La Fontana del Garraffello fu realizzata da Vincenzo Gagini nel 1591 e posta nell’omonima piazza palermitana, nel cuore della Vucciria. L’iscrizione sulla sua iconica lapide, tradotta dal Latino dice: “L’acqua da una più alta sorgiva [a questa] nuova fonte [fu] addotta affinché cittadini, stranieri [e] immigrati dei pubblici servizi con gran piacere fruiscano”.
Gli “stranieri immigrati” cui l’iscrizione fa cenno, erano gli Amalfitani, i Pisani, i Genovesi e i Catalani che nel mercato della Vucciria avevano le loro logge. In generale, la dicitura “… cives, incolae, advenae…” può essere pure tradotta con “… cittadini, stranieri residenti e di passaggio…”, espressione riconducibile alle leggi del diritto romano, secondo il quale vi erano i cives (i cittadini a tutti gli effetti), gli incolae (i residenti stabilmente, ma con uno status socio-giuridico inferiore a quello dei cives), e gli advenae (ovvero i soggetti di passaggio); uno status socio-giuridico intermedio fra quello degli incolae e degli advenae era quello degli hospites.
Ma l’epigrafe in questione è ingannevole in quanto lascia intendere che la fontana – nata con dieci cannelle che oggi, dopo secolari vicissitudini, si sono ridotte a otto – fosse alimentata dalle medesime acque della Fontana del Genio del Garraffo (1483) poi addotte nella nuova fontana ideata da Paolo Amato e realizzata da Gioacchino Vitagliano nel 1698 e spostata poi nella attuale collocazione di Via Vittorio Emanuele/Piazza Marina nel 1862.
In realtà, però, la sorgiva della Fontana del Garraffello era autonoma da quella di Piazzetta Garraffo e scaturiva, all’incirca, nel luogo di confluenza delle ancora esistenti Via dei Frangiai e Via dei Pannieri.

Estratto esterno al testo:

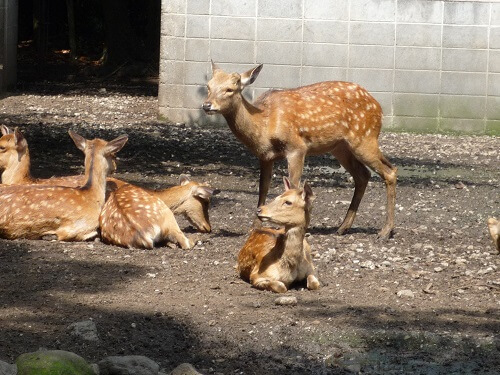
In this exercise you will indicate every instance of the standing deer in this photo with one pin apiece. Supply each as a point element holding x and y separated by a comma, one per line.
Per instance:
<point>136,217</point>
<point>337,117</point>
<point>273,259</point>
<point>71,214</point>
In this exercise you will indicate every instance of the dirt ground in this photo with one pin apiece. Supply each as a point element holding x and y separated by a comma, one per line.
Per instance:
<point>177,306</point>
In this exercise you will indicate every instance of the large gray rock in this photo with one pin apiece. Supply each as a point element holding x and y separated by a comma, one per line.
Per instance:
<point>128,365</point>
<point>50,362</point>
<point>7,368</point>
<point>86,329</point>
<point>185,369</point>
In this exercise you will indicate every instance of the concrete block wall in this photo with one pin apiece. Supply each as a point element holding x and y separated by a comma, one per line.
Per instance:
<point>8,44</point>
<point>433,65</point>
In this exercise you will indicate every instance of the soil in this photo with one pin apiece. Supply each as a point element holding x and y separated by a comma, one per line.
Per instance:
<point>177,306</point>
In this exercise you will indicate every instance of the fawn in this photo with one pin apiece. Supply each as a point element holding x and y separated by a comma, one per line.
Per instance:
<point>136,217</point>
<point>69,213</point>
<point>494,228</point>
<point>341,118</point>
<point>273,259</point>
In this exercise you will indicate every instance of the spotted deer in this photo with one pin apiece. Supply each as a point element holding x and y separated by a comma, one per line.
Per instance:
<point>273,259</point>
<point>341,118</point>
<point>494,228</point>
<point>69,213</point>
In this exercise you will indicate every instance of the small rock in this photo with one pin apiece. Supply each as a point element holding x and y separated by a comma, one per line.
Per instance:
<point>407,293</point>
<point>86,330</point>
<point>185,369</point>
<point>286,301</point>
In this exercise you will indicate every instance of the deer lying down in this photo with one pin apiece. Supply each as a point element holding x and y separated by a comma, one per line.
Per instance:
<point>72,214</point>
<point>494,228</point>
<point>273,259</point>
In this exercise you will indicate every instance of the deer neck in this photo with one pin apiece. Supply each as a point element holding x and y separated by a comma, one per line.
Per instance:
<point>95,177</point>
<point>18,171</point>
<point>174,196</point>
<point>245,122</point>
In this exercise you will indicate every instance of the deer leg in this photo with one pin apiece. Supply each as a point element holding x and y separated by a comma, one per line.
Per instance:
<point>370,154</point>
<point>295,167</point>
<point>360,174</point>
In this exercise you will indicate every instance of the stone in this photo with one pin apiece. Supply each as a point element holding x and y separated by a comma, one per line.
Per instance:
<point>49,362</point>
<point>286,301</point>
<point>7,368</point>
<point>185,369</point>
<point>86,330</point>
<point>128,365</point>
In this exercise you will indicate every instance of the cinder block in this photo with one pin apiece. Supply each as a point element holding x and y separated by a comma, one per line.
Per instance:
<point>493,108</point>
<point>466,13</point>
<point>233,51</point>
<point>462,126</point>
<point>372,79</point>
<point>196,73</point>
<point>465,60</point>
<point>197,50</point>
<point>426,125</point>
<point>173,6</point>
<point>416,105</point>
<point>494,61</point>
<point>172,72</point>
<point>372,33</point>
<point>373,10</point>
<point>318,74</point>
<point>418,58</point>
<point>233,28</point>
<point>420,11</point>
<point>494,84</point>
<point>461,106</point>
<point>198,27</point>
<point>461,83</point>
<point>418,35</point>
<point>234,8</point>
<point>495,37</point>
<point>280,30</point>
<point>174,25</point>
<point>324,54</point>
<point>284,53</point>
<point>410,81</point>
<point>326,32</point>
<point>465,36</point>
<point>171,96</point>
<point>326,9</point>
<point>371,57</point>
<point>280,9</point>
<point>172,48</point>
<point>198,6</point>
<point>275,76</point>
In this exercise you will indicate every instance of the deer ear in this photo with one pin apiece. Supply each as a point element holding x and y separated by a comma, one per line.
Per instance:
<point>21,143</point>
<point>78,139</point>
<point>249,77</point>
<point>116,144</point>
<point>307,193</point>
<point>5,130</point>
<point>183,179</point>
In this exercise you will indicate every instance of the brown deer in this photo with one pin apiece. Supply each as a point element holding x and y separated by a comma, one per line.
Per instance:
<point>341,118</point>
<point>273,259</point>
<point>71,214</point>
<point>494,228</point>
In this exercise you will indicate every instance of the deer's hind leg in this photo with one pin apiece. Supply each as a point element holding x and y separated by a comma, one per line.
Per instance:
<point>369,154</point>
<point>360,174</point>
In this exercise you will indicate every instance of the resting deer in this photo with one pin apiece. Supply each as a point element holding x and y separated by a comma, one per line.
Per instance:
<point>141,218</point>
<point>494,228</point>
<point>71,214</point>
<point>273,259</point>
<point>341,118</point>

La fontana era allocata sino al 1754 davanti alla Loggia dei Genovesi. Va detto, anche, che l’assetto ribassato di tale fontana rispetto al piano di calpestio della piazza fu necessario proprio per creare le condizioni per la naturale uscita dell’acqua.
Una diceria o leggenda metropolitana voleva che l’acqua di alimentazione della Fontana del Garraffello, fosse non soltanto particolarmente salubre, ma anche… “rinvigorente”, da cui la domanda “Ma chi ti vivisti? L’acqua du Raffeddu?” (“Ma cosa hai bevuto? L’acqua del Garraffello?”) usata – scherzosamente o sarcasticamente – nei confronti di qualcuno solitamente fannullone o indolente che dava improvvisi segni di “voglia di fare” oppure per sottolineare dei “ritorni di memoria” in chiave autoreferenzialmente utilitaristica.